Chinese Dragons depicted flying through clouds on a pair of 19th Century yellow ground porcelain vases
The name “Longtaitou” has fascinating origins in the field of Astronomy. In the Eastern sky, there are seven clusters of stars that together resemble the outline and form of a Dragon. During the long, hard Winter months, these constellations are hidden behind the Horizon, however around the same time as Longtaitou, the two stars that represent the horns of the Dragon start to re-emerge for the first time. Thus, the “Raising of the Dragons Head”.
In the Western world, we have traditionally associated Dragons as a threat but in China and across South Eastern Asia, the Dragon is friendly and a symbol of good luck. He is the Ruler of wind and rain and therefore those involved in agriculture worship the Dragon and offer gifts such as food in hopeful return for a good harvest.

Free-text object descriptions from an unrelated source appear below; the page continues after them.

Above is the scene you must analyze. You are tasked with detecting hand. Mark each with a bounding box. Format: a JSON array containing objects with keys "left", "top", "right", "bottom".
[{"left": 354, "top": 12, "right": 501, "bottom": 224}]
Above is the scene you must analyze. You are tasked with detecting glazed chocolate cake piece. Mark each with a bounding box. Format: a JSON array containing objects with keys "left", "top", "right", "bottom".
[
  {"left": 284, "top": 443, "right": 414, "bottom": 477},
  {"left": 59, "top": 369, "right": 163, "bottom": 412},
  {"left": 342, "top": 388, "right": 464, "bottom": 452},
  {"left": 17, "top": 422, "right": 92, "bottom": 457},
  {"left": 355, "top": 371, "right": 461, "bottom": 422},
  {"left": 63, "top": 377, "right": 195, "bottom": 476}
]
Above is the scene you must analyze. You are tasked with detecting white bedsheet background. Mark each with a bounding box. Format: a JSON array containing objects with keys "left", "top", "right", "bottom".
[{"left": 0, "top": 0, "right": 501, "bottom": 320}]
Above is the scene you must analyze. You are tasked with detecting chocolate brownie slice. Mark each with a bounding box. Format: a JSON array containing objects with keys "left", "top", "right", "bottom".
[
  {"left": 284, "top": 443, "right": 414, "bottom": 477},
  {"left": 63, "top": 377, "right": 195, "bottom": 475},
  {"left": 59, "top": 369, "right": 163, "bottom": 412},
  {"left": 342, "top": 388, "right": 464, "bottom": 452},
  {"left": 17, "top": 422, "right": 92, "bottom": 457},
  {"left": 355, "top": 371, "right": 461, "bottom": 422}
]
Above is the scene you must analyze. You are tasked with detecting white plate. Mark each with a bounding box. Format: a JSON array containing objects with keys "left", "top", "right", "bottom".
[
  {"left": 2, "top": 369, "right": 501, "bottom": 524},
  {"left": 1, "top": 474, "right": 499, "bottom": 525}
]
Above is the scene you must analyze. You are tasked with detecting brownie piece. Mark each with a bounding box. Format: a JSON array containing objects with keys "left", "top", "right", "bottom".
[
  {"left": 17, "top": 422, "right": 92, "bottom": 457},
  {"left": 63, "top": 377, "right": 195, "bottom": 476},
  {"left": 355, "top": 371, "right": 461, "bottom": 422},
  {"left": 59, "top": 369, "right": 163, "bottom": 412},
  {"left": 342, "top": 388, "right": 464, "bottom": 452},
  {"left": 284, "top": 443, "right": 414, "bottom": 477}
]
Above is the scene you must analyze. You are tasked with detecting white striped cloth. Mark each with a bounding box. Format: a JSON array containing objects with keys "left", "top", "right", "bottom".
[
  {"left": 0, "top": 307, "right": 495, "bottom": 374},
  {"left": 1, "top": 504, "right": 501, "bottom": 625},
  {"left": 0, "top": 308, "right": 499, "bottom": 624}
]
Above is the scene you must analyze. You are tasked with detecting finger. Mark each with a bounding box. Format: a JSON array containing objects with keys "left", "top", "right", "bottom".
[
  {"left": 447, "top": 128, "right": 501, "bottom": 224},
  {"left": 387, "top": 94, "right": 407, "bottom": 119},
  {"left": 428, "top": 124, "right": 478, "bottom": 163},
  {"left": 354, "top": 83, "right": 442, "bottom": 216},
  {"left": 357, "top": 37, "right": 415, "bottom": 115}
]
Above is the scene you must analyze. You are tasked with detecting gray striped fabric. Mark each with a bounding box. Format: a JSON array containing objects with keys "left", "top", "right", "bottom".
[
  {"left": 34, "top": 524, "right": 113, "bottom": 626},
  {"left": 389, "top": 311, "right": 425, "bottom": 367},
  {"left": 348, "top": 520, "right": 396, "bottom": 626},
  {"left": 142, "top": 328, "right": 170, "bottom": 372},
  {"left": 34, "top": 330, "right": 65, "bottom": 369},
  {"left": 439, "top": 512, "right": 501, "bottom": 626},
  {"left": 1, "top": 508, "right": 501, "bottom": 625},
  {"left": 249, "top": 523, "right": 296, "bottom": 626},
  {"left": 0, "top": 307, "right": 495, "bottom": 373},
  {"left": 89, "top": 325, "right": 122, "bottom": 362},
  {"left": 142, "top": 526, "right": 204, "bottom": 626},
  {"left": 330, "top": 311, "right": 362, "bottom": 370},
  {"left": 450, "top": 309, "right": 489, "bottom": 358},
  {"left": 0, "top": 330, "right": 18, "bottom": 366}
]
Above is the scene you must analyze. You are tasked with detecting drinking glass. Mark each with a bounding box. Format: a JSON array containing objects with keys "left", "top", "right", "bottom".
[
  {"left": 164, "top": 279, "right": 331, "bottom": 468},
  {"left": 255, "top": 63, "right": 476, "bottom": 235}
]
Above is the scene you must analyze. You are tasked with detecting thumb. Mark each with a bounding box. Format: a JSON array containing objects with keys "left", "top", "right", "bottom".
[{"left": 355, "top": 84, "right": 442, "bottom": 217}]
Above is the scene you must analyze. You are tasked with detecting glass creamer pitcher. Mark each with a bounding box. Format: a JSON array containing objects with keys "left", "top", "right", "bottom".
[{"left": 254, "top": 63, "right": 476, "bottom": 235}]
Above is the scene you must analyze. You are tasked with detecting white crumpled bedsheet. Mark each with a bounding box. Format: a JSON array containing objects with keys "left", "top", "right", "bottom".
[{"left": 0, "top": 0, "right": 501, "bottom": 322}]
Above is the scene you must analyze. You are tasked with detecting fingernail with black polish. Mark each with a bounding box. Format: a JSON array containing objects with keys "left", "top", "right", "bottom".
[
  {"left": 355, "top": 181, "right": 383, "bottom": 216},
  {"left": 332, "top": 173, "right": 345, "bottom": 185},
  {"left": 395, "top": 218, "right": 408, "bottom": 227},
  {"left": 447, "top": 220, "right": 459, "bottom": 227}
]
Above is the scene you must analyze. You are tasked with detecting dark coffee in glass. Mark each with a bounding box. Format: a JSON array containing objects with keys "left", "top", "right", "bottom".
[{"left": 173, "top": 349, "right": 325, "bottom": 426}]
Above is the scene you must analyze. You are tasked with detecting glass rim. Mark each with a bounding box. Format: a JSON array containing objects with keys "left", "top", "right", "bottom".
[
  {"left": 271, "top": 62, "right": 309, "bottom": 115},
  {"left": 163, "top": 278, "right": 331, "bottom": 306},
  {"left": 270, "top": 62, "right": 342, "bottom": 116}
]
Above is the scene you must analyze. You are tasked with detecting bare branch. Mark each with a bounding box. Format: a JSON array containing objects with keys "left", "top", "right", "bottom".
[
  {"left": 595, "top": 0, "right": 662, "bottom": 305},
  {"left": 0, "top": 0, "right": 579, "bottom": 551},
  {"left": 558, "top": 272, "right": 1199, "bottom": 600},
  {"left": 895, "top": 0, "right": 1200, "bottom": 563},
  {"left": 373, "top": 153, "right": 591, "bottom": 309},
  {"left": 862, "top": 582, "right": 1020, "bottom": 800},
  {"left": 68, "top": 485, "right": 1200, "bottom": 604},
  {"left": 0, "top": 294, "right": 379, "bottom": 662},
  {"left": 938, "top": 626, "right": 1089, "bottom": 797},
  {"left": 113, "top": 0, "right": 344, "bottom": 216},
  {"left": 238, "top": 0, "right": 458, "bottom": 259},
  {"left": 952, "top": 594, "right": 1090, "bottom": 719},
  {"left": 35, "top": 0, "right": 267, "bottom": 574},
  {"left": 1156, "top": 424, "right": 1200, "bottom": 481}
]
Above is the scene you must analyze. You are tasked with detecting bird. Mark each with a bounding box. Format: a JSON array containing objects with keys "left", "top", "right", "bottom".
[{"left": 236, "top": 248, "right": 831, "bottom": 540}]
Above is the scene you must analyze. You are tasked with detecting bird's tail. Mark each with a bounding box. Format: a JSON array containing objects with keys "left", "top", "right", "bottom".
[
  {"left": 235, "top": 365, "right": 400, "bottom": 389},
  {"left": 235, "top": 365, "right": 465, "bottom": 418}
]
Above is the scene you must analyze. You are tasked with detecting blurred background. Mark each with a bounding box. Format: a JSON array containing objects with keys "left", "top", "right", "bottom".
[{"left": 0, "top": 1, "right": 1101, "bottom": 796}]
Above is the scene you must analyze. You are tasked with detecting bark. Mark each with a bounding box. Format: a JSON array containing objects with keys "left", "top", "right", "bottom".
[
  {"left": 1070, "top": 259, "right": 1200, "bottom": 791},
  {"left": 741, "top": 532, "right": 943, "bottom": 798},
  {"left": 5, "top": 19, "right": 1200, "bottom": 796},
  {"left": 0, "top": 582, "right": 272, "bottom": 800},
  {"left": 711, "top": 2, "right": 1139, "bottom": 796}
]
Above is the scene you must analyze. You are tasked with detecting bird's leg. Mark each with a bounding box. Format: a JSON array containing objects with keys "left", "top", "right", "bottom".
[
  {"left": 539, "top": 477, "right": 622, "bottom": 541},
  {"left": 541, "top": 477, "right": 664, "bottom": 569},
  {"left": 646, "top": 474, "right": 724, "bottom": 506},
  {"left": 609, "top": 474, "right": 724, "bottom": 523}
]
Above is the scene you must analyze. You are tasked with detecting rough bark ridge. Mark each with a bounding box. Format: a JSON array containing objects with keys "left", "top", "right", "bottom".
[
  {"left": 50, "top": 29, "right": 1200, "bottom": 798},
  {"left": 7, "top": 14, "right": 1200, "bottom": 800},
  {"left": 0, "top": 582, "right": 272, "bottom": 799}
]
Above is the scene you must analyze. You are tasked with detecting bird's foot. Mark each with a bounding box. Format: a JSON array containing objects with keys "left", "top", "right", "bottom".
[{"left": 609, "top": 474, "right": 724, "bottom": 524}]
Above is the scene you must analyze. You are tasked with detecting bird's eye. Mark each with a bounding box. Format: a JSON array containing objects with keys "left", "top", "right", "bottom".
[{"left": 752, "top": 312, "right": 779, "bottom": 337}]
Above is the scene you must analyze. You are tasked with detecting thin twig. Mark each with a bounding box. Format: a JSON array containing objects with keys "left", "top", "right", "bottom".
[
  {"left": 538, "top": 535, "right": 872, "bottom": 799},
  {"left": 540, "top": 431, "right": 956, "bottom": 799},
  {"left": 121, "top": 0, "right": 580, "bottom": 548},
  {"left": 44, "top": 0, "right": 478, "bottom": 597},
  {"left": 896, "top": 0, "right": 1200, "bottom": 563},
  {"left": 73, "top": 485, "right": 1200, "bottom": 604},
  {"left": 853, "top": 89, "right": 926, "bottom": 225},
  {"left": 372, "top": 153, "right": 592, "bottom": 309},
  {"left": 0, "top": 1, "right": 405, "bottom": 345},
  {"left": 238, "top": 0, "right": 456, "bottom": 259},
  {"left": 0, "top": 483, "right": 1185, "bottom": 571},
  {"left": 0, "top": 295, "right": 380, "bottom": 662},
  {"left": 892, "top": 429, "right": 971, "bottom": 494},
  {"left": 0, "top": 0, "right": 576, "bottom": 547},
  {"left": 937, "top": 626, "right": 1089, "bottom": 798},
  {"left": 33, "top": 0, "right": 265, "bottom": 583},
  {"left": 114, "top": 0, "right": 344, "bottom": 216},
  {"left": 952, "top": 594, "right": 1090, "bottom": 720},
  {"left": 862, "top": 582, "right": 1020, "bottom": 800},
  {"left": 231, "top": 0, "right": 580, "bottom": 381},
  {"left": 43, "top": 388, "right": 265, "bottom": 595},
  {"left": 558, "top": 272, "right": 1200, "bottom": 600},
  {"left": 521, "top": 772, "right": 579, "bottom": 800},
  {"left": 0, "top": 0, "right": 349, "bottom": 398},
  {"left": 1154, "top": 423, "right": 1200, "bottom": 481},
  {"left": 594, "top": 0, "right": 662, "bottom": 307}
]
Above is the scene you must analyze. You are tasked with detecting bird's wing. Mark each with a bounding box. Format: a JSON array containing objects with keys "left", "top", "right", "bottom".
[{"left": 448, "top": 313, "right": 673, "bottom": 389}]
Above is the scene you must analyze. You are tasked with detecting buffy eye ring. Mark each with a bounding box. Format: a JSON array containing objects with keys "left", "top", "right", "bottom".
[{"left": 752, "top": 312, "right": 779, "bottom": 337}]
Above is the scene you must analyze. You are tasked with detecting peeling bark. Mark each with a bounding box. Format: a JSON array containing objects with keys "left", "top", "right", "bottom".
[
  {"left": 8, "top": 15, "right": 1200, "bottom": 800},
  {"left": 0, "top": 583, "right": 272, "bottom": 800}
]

Longtaitou takes place around the same time as Jingzhe which translates as “the awakening of the insects.” Another symbol of the arrival of Spring, many hibernating species will rise from their slumbers as the weather starts to warm up, often with the arrival of the first rains.
An Iron Jizai (fully articulated) Okimono of a Praying Mantis
Longtaitou traditions include eating Noodles (in fact, on this day, Noodles are often renamed “Dragon Moustache”, eating dumplings (“Dragon Ears”) or having a haircut to symbolise the start of a new Season. Some areas in Northern China celebrate the festival with a Dragon Dance.
Wishing all our friends, customers and followers across China and the rest of the world a Happy Longtaitou Festival and a prosperous harvest this year.